In the present work, we aimed at exploring the optical (plasmonic) response of oxide-supported metal particles via rigorous time-dependent density-functional theory (TDDFT) simulations. As models of metal particles, we selected two clusters—Ag₂₀ and Au₂₀—that are small enough to be amenable to Quantum-Mechanical (QM) TDDFT simulations and have widely been employed to represent plasmonic metal particles [22,23,24]. Ag₂₀ and Au₂₀ indeed exhibit strong absorption peaks (although in the near-UV rather than optical region), which can correlate with the Localized Surface Plasmon Resonances (LSPR) of larger systems. As models of the oxide substrate, we chose the MgO(100) surface, both regular and exhibiting examples of point defects: an oxygen vacancy on the anion framework or substitutional transition-metal dopants (Cu⁺⁺ or Co⁺⁺ replacing Mg⁺⁺) on the cation framework. The MgO support, being a simple wide-band-gap oxide, allowed us to use finite-cluster models for the support while keeping accuracy under control, and to disentangle the effects due to electrostatic perturbation of the metal excitations from those associated with QM mixing of cluster and support electronic states.

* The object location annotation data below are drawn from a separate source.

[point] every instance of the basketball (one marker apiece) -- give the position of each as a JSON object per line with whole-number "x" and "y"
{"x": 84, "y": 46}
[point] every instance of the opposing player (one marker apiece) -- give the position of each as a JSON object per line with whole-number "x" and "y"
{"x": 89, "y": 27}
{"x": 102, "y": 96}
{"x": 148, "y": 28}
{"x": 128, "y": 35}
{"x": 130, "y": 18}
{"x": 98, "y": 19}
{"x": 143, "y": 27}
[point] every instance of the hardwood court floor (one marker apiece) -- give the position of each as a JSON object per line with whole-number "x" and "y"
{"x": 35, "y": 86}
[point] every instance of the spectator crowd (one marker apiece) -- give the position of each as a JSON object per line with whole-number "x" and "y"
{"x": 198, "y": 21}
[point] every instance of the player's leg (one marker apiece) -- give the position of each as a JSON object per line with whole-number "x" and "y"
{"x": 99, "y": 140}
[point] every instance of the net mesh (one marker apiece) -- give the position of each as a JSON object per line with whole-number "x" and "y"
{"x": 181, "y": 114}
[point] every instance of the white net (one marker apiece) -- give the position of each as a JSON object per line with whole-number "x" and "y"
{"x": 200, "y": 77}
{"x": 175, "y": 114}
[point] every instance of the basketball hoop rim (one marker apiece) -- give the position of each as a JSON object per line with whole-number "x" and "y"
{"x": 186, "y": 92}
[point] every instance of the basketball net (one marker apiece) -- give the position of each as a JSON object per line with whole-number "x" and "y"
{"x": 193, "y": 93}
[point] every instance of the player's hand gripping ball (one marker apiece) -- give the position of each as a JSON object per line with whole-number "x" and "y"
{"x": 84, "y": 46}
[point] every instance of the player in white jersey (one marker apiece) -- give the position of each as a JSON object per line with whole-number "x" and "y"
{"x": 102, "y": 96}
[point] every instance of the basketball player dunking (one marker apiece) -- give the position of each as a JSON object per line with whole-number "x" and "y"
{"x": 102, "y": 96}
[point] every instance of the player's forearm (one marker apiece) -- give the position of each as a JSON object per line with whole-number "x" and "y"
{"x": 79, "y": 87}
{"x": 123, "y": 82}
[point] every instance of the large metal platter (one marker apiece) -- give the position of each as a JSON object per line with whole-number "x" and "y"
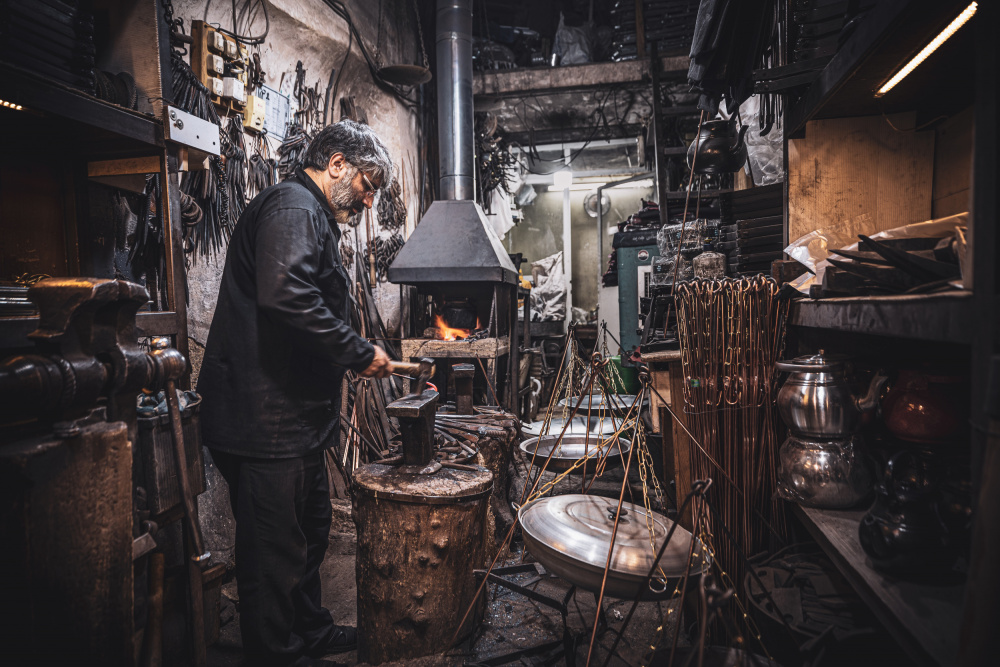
{"x": 578, "y": 426}
{"x": 570, "y": 535}
{"x": 617, "y": 403}
{"x": 571, "y": 449}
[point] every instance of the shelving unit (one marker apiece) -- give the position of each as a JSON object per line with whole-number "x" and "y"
{"x": 61, "y": 139}
{"x": 891, "y": 32}
{"x": 925, "y": 619}
{"x": 945, "y": 317}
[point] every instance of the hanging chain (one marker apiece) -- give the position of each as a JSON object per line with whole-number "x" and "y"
{"x": 420, "y": 34}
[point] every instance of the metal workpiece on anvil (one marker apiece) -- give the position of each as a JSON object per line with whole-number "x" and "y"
{"x": 416, "y": 426}
{"x": 464, "y": 375}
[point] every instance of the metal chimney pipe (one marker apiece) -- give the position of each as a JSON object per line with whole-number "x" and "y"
{"x": 454, "y": 84}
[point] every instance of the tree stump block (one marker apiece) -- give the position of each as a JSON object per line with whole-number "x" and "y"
{"x": 419, "y": 539}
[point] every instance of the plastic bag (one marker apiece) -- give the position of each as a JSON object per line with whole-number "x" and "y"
{"x": 571, "y": 44}
{"x": 765, "y": 153}
{"x": 500, "y": 216}
{"x": 813, "y": 248}
{"x": 548, "y": 297}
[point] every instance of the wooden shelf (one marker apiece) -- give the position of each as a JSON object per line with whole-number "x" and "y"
{"x": 705, "y": 194}
{"x": 943, "y": 317}
{"x": 548, "y": 80}
{"x": 82, "y": 118}
{"x": 14, "y": 330}
{"x": 925, "y": 619}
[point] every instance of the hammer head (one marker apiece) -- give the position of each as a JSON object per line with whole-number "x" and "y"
{"x": 424, "y": 374}
{"x": 421, "y": 371}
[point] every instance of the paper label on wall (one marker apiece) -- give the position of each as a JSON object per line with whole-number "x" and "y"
{"x": 278, "y": 112}
{"x": 645, "y": 272}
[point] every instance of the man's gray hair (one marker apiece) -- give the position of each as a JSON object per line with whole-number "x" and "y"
{"x": 359, "y": 145}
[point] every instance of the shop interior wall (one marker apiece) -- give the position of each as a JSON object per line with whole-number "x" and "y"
{"x": 308, "y": 31}
{"x": 860, "y": 175}
{"x": 539, "y": 234}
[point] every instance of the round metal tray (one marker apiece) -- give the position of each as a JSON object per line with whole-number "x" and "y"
{"x": 578, "y": 426}
{"x": 570, "y": 535}
{"x": 572, "y": 448}
{"x": 617, "y": 403}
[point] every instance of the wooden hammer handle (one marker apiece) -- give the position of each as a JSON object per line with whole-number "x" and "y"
{"x": 406, "y": 367}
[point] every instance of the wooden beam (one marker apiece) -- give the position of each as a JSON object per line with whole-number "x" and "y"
{"x": 127, "y": 166}
{"x": 520, "y": 82}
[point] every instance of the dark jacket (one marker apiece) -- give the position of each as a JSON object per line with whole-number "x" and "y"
{"x": 281, "y": 337}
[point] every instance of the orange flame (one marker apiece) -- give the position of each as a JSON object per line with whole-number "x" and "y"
{"x": 449, "y": 333}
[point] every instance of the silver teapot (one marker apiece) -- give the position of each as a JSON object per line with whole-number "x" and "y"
{"x": 831, "y": 474}
{"x": 816, "y": 400}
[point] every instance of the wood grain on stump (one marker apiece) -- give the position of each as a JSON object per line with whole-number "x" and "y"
{"x": 419, "y": 539}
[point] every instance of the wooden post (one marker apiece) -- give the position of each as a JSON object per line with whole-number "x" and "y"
{"x": 419, "y": 539}
{"x": 640, "y": 33}
{"x": 681, "y": 442}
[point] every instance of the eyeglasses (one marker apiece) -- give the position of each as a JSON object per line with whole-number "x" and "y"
{"x": 369, "y": 188}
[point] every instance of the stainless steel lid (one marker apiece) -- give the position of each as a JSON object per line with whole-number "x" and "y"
{"x": 571, "y": 448}
{"x": 579, "y": 527}
{"x": 578, "y": 426}
{"x": 598, "y": 402}
{"x": 813, "y": 363}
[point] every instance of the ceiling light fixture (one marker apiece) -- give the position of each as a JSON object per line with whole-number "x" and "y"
{"x": 952, "y": 28}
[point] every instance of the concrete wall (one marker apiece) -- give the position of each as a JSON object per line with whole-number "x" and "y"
{"x": 309, "y": 31}
{"x": 540, "y": 234}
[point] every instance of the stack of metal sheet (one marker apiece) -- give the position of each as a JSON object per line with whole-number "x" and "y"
{"x": 53, "y": 38}
{"x": 669, "y": 23}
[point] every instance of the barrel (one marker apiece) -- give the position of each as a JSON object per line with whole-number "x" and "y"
{"x": 419, "y": 539}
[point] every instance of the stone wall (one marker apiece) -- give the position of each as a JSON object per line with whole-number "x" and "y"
{"x": 310, "y": 32}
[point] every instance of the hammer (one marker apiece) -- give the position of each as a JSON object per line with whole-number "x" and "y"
{"x": 419, "y": 372}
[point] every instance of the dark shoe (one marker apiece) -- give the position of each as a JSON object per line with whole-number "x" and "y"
{"x": 344, "y": 638}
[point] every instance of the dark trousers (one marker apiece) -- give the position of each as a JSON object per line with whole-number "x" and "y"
{"x": 283, "y": 515}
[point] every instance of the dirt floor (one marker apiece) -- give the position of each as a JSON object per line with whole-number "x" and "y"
{"x": 512, "y": 621}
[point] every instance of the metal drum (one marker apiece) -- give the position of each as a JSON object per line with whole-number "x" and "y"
{"x": 570, "y": 535}
{"x": 571, "y": 449}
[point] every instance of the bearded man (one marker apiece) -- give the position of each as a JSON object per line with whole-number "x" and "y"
{"x": 280, "y": 343}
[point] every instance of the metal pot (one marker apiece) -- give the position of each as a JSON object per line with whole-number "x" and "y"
{"x": 816, "y": 400}
{"x": 719, "y": 147}
{"x": 831, "y": 474}
{"x": 904, "y": 532}
{"x": 570, "y": 535}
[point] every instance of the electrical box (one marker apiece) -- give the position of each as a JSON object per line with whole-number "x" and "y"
{"x": 255, "y": 113}
{"x": 216, "y": 65}
{"x": 215, "y": 86}
{"x": 216, "y": 42}
{"x": 634, "y": 273}
{"x": 221, "y": 63}
{"x": 233, "y": 89}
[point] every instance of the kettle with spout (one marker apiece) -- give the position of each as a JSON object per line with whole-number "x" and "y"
{"x": 719, "y": 148}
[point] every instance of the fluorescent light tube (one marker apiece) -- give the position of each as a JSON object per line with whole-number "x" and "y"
{"x": 952, "y": 28}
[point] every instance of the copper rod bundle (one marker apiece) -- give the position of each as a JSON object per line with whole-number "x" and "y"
{"x": 731, "y": 333}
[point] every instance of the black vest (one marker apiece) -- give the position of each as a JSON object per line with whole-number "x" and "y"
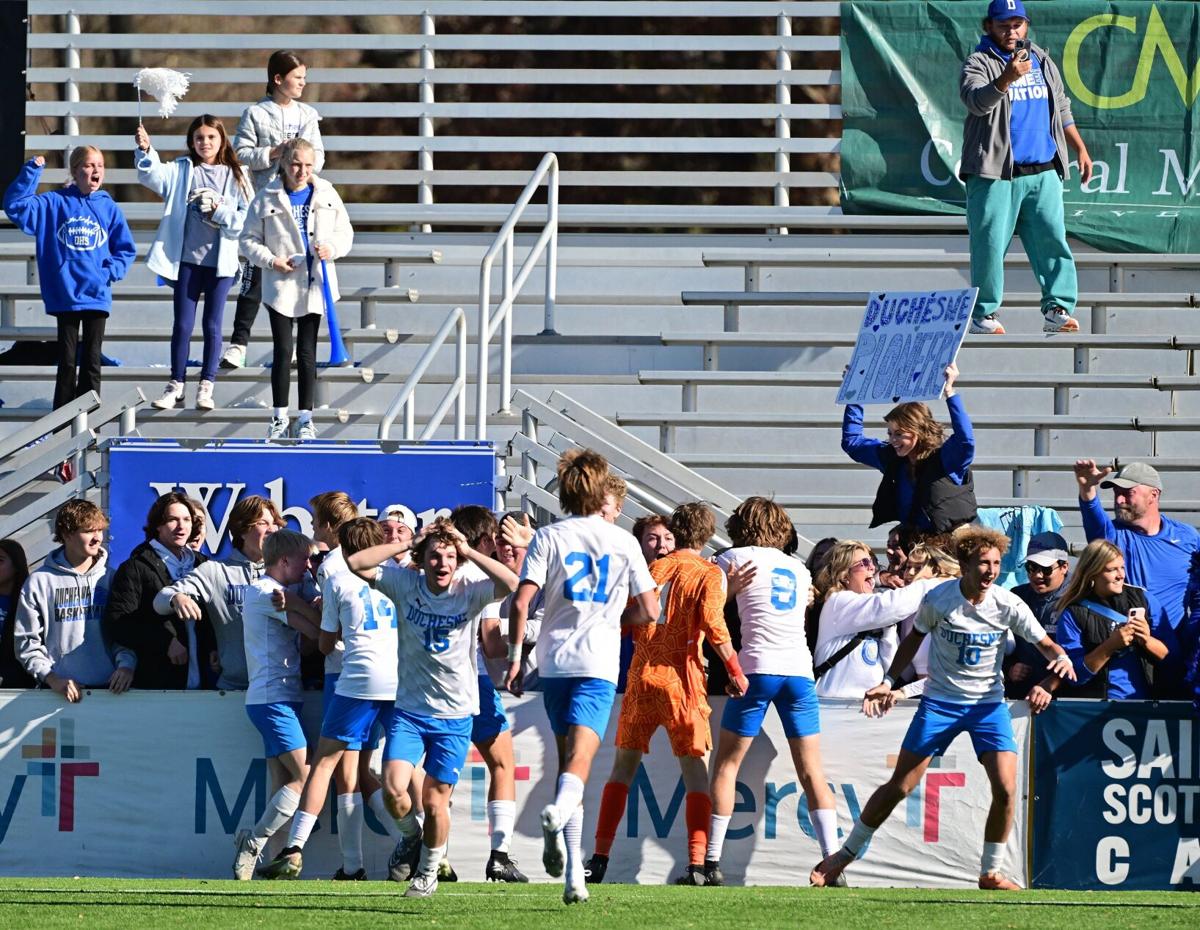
{"x": 943, "y": 503}
{"x": 1095, "y": 629}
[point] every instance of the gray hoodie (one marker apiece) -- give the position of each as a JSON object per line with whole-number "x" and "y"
{"x": 261, "y": 129}
{"x": 222, "y": 587}
{"x": 987, "y": 143}
{"x": 58, "y": 627}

Our main conclusions are as follows.

First, technically, the present protocol seems able to treat accurately realistic systems with an affordable computational effort.

Second, in terms of results, we predict that the interaction with a charge-separated oxide substrate will significantly alter the optical response of these systems, as drawn from an inspection of the simulated spectra and their perpendicular vs. parallel components of the transition moment dipole and rationalized via an analysis of the system’s Molecular Orbitals (MOs). Even in the case in which there is the least mixing of the cluster/support wave functions, i.e., the MgO(100) regular surface, we predict an appreciable perturbation of the spectra. For example, the pre-plasmonic peak of Ag₂₀ splits into two peaks: a lower-energy one exhibiting a transition dipole moment parallel to the surface and red-shifted by 0.6 eV, and a higher-energy peak only slightly energy-stabilized and exhibiting a transition dipole moment perpendicular to the surface. The main peaks of Au₂₀ in the near-UV also see a stabilization by 0.4–0.5 eV into the optical region. This red-shifting effect is accompanied by a broadening and a fragmentation of the absorption peaks. These broadening and fragmentation phenomena are particularly apparent when a point defect is present in the oxide such as an oxygen vacancy with its highly polarizable electronic states coupled and mixed with the metal cluster excitations. We also considered local doping of the cation framework with transition metal impurities, and, unexpectedly, we found that, in the Ag₂₀ case, the co-presence of this defect and of a neighboring oxygen vacancy can induce mixing of the electronic excited-state wave functions that change the character (parallel or perpendicular to the surface) of the optical response of the metal clusters, thus being of interest in view of charge injection or energy-transfer phenomena. An opposite behavior was instead found in the Au₂₀ case.

In terms of perspectives, the extension of this work to reducible oxides seems the most promising direction. Further work may also focus on larger systems closer to the photocatalytic nanoparticles typically used in experiments. The use of analysis tools such as the Individual Component Map of Oscillatory Strength (ICM-OS) plots [53] as well as the extension to chiral systems, including the use of analysis tools such as the Individual Component Map of Oscillatory Strength (ICM-RS) plots [54] could turn out to be very useful when investigating larger systems.